Yesterday, Sony announced Project Morpheus, a virtual reality headset that will be a major part of Sony’s strategy going forward. It has respectable hardware priced perfectly for today’s gamer budget. But is it enough to deliver next-gen games in the VR space?

Now that the PS4 is diving into VR territory, its challenge shifts from being able to deliver games at 1080p 60 frames per second to having to essentially double that. In the VR space, framerate is critical in creating a pleasurable experience. Based on my experience with Oculus Rift, I’d even go as far as to say that it means the difference between motion sickness and complete euphoria.
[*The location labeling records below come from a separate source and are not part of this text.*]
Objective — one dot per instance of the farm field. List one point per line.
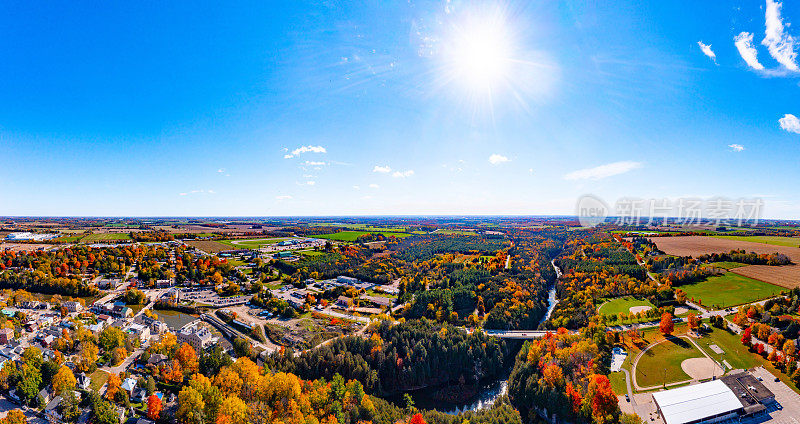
(208, 246)
(662, 362)
(774, 240)
(784, 276)
(252, 243)
(725, 265)
(729, 289)
(351, 236)
(94, 238)
(622, 304)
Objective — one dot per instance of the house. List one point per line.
(83, 382)
(6, 335)
(156, 359)
(72, 306)
(129, 385)
(195, 335)
(140, 332)
(344, 302)
(46, 394)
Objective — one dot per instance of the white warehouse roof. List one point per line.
(692, 403)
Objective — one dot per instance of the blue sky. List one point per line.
(440, 107)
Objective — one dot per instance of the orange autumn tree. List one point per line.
(666, 326)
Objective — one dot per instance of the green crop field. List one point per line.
(353, 235)
(776, 240)
(662, 362)
(730, 289)
(622, 304)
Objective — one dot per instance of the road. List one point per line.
(520, 334)
(124, 364)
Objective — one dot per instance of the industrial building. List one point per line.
(734, 396)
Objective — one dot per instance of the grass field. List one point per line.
(252, 243)
(353, 235)
(208, 246)
(622, 304)
(725, 265)
(662, 362)
(94, 238)
(730, 289)
(776, 240)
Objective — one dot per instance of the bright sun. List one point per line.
(479, 53)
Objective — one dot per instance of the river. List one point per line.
(490, 391)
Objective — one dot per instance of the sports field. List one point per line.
(662, 362)
(622, 304)
(353, 235)
(775, 240)
(730, 289)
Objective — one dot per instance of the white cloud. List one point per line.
(790, 123)
(603, 171)
(496, 159)
(736, 147)
(305, 149)
(403, 174)
(706, 48)
(779, 43)
(744, 43)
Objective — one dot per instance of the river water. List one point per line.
(490, 391)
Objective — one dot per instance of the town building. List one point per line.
(732, 397)
(196, 335)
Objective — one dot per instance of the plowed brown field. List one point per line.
(785, 276)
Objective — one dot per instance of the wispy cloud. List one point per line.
(603, 171)
(197, 192)
(790, 123)
(736, 147)
(403, 174)
(744, 43)
(706, 48)
(779, 43)
(496, 159)
(304, 149)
In the case of the PS4, it isn’t just a matter of quickly adding in Project Morpheus support for games that run at 60 FPS. With current VR technology, framerate is nearly halved since two separate images need to be rendered, albeit both at half size, so you essentially end up with two 30 FPS images instead of one at 60 FPS. Therefore, the PS4 will need to run a game at around 120 FPS in order to achieve the goal of 60 FPS in virtual reality.
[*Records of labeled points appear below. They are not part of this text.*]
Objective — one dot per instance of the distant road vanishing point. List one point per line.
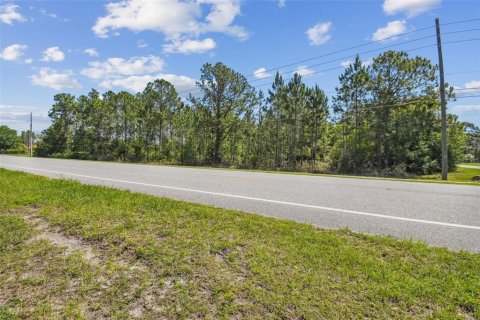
(439, 214)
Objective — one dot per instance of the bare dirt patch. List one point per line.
(56, 237)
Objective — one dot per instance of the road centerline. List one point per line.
(376, 215)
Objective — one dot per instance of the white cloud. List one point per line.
(54, 79)
(319, 33)
(261, 73)
(142, 43)
(365, 63)
(13, 52)
(409, 7)
(304, 71)
(9, 14)
(116, 67)
(53, 54)
(190, 46)
(175, 18)
(133, 73)
(138, 83)
(346, 64)
(92, 52)
(17, 116)
(470, 87)
(392, 29)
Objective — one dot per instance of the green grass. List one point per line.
(436, 178)
(459, 175)
(160, 258)
(475, 164)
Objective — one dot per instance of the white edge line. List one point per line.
(257, 199)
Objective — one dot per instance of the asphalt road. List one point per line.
(439, 214)
(468, 166)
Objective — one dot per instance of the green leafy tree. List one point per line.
(227, 95)
(8, 138)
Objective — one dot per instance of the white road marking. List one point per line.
(256, 199)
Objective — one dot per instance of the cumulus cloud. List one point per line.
(469, 87)
(304, 71)
(133, 73)
(175, 18)
(390, 31)
(190, 46)
(17, 116)
(346, 63)
(261, 73)
(53, 54)
(365, 63)
(138, 83)
(114, 67)
(57, 80)
(319, 33)
(9, 14)
(92, 52)
(142, 43)
(13, 52)
(410, 7)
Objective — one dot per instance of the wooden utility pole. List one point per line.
(443, 104)
(30, 136)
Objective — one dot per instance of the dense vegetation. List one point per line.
(384, 119)
(156, 258)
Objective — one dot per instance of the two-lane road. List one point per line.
(439, 214)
This fact has summoned skepticism from Oculus Rift creator John Carmack, who shared the following two tweets on Twitter:

​Calibrate PS4 VR expectations: a game that ran 60 fps on PS3 could be done in VR (stereo 1080 MSAA low latency 60 fps) on PS4.

That wasn’t sniping; I think PS4 is a great platform, sufficient to drive VR. People just need to understand the demands.

That’s not to say that the PS4 is incapable of delivering a 1080p 60 FPS VR experience. What it does mean is that you should in no way expect to see a game as beautiful as inFamous: Second Son — which runs at <30 FPS — on VR anytime soon. If it were supported, the visuals would have to be downgraded substantially in order for the experience to feel right.

This isn’t Sony’s first rodeo. One of the technologies it marketed for the PS3 was 3D, a similarly hardware-taxing technology. Unfortunately, Killzone 3 and other 3D supported games lowered their resolution when 3D mode was enabled in order to maintain a sane level of frame rate. In Killzone 3‘s case it would drop from 1280×1470 to 640×716, or essentially half.

Surprisingly, the Project Morpheus is expected to support 1080p at launch (the current prototype is 1080p, anyway). It’s a magic number for creating a visually pleasing experience, but one that requires a lot of horsepower to process.

I’m very excited for Project Morpheus, and it will hopefully be the mainstream VR gaming headset of the future. However, you should set reasonable expectations. AAA games are likely to be toned down substantially to deliver a smooth experience. The real winners will be games designed and optimized specifically for the headset. These games are unlikely to deliver the graphical realism that next-gen gamers expect, but will that really matter? We’ll finally be in the promised land of VR where we belong.